While his family opens Christmas gifts, Everytown resident John Cabal (Massey) broods over news of a war scare, little comforted by a friend's suggestion that war at least stimulates progress. Before long his fears are realized: Distant gunfire is quickly followed by waves of hostile aircraft, and Everytown is overwhelmed.
The war drags on for decades until both sides are exhausted and broken. Worse, the survivors face a deadly plague. With few doctors and no medicine, the world's population, already laid waste by a 30-year conflict, is cut in half.
By 1970 a man called the Chief (Richardson) is running Everytown. Shooting the afflicted on sight has ended worries of plague, and war on the "hill people" has the town rallying around him. He needs airplanes to overcome his enemies, though, and his engineer, Richard Gordon (deMarney), growls that without petrol and parts, flying is finished. But even as Gordon is speaking, a strange aircraft lands in their midst. Its pilot is John Cabal.

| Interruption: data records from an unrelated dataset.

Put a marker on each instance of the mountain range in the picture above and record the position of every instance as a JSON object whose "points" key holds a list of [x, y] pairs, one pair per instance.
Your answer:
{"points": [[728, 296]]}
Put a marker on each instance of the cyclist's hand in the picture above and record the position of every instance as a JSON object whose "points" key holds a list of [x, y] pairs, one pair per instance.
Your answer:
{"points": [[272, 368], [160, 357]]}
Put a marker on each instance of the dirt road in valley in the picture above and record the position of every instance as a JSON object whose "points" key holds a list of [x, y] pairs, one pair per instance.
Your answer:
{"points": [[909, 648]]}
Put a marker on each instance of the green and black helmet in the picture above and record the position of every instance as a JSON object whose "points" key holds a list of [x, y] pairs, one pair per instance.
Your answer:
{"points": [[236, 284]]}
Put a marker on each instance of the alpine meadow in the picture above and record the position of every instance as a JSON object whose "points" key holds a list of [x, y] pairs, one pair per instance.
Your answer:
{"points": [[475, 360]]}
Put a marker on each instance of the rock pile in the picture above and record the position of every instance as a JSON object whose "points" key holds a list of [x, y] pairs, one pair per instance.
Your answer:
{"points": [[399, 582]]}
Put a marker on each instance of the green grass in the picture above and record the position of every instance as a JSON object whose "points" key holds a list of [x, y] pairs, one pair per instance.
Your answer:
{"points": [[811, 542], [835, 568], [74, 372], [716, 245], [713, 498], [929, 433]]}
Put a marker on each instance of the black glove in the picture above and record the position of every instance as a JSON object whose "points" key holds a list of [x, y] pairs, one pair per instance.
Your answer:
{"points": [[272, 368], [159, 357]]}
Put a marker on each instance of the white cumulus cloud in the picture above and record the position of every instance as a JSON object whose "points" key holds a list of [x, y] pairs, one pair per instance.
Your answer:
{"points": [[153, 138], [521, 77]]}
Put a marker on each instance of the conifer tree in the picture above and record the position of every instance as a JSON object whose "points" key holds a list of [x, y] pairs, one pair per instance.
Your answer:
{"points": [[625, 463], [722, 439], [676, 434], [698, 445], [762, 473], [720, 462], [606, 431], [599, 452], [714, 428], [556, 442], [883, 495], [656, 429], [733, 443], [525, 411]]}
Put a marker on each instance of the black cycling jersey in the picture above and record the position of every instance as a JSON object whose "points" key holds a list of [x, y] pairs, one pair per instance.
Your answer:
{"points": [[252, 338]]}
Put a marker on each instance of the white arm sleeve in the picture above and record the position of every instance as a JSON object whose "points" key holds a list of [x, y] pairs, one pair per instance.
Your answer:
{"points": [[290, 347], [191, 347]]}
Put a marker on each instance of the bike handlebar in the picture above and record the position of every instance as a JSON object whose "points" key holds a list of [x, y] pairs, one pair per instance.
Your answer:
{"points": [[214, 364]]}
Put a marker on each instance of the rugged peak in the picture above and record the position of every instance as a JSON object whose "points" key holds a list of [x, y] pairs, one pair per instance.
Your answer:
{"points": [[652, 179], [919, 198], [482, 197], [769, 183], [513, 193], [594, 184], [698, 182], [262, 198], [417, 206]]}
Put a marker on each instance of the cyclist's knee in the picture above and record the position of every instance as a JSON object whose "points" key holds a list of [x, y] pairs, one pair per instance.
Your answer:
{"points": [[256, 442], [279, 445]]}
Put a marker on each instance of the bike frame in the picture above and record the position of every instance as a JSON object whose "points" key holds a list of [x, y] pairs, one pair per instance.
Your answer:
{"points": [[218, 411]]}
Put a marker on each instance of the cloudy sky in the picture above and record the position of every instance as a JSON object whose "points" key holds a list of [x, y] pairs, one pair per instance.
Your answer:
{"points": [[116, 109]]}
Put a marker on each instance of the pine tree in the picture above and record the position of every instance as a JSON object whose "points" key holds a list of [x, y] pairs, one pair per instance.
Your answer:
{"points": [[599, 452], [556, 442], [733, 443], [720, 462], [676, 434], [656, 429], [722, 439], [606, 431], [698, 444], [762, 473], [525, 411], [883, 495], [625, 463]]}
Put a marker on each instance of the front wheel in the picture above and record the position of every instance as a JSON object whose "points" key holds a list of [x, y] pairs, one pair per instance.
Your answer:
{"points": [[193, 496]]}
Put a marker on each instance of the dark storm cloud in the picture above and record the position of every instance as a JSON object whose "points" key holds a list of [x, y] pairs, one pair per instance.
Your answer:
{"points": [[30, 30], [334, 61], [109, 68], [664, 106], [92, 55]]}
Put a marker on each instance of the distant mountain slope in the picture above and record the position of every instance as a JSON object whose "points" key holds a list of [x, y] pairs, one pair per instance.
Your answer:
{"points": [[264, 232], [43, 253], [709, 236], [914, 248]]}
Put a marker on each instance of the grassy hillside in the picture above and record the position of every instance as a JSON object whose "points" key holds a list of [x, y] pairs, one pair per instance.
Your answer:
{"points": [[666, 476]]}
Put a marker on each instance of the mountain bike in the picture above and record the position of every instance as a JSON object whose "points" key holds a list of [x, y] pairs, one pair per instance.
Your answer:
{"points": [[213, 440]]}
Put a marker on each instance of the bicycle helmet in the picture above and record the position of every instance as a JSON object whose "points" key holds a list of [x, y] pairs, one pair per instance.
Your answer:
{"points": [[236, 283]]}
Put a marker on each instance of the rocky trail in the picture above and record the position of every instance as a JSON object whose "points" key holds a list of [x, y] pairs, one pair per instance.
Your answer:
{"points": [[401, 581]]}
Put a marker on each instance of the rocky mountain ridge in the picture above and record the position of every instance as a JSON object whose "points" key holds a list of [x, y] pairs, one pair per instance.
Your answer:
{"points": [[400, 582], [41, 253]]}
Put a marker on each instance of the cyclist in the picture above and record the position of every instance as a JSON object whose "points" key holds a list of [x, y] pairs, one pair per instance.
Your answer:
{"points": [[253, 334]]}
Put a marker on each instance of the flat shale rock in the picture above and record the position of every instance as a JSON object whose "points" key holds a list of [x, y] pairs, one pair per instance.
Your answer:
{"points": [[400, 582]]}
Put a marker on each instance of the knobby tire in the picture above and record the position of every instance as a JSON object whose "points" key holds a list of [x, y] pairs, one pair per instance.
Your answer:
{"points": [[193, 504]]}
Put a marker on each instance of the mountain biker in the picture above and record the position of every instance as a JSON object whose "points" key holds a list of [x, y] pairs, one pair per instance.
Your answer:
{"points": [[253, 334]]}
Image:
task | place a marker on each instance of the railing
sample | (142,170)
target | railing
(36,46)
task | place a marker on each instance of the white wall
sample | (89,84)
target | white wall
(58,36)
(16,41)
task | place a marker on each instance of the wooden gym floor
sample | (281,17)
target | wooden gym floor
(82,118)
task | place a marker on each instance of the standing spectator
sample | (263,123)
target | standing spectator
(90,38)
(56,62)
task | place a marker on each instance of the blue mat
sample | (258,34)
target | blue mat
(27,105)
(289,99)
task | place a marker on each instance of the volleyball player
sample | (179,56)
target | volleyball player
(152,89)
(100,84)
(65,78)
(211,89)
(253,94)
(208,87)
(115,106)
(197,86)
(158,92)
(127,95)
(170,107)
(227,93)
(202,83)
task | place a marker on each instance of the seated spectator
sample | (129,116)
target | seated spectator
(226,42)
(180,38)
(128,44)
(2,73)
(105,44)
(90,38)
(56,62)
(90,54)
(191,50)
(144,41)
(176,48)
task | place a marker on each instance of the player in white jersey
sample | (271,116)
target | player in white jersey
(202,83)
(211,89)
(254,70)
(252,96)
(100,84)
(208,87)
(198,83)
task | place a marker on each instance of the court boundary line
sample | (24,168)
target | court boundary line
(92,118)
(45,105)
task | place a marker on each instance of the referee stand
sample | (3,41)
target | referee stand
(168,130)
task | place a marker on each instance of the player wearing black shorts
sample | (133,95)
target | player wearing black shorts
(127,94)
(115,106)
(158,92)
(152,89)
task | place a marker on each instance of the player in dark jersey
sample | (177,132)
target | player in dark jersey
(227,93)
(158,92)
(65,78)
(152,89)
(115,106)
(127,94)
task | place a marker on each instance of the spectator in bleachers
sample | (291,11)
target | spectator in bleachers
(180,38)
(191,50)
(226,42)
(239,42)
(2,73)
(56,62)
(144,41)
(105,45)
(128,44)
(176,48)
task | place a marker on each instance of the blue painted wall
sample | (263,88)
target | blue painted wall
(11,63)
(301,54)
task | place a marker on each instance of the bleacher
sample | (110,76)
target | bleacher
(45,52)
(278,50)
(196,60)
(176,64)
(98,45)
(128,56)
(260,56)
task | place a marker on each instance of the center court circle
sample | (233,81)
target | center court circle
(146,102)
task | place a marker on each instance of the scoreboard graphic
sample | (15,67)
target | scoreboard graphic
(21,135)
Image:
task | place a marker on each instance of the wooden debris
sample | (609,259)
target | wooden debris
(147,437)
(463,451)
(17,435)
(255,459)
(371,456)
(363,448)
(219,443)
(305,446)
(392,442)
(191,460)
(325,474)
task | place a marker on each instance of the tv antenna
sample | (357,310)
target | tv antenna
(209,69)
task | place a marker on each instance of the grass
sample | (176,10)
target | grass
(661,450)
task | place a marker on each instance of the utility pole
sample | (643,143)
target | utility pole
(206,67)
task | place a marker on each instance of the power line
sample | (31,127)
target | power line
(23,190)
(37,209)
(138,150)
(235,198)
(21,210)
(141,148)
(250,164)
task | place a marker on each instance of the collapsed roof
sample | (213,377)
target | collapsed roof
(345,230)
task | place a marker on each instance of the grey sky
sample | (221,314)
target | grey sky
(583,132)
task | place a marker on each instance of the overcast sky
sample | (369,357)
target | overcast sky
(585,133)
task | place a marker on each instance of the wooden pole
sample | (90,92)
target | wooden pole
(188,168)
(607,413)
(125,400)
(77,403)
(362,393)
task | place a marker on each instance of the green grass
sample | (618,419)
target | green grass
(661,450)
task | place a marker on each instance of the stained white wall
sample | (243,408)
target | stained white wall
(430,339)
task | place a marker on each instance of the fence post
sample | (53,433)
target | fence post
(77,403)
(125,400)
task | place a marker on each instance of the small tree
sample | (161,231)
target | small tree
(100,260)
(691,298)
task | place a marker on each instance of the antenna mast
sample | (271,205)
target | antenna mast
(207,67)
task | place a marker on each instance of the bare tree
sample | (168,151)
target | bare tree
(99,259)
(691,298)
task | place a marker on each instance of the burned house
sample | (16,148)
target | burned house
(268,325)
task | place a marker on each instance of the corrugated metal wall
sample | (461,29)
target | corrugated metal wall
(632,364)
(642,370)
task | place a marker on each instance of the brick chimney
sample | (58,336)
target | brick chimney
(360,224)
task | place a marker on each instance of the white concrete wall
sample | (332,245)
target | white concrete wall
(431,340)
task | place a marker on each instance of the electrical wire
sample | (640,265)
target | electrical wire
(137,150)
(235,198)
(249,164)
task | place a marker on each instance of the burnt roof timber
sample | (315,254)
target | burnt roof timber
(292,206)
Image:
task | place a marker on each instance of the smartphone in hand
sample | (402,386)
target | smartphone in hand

Cabal, part of a band of scientists trying to push back barbarism, is imprisoned, but Gordon secures his help in salvaging a single plane. The mechanic then escapes to warn Cabal's friends, returning with a fleet of huge airships that bomb Everytown with "gas of peace"; the Chief, seeing the end of his world, is the only casualty.
By 2036 the world is remade, and Everytown is a vast city of soaring towers. But a new discomfort has arisen, given voice by Theotocopulos (Hardwicke). Constant progress--represented by a "space gun" that will shoot man to the moon--isn't wanted anymore, he says. Cabal's descendant must defend progress against the incited masses, first with words and then hand-to-hand while the last-chance firing of the space gun approaches.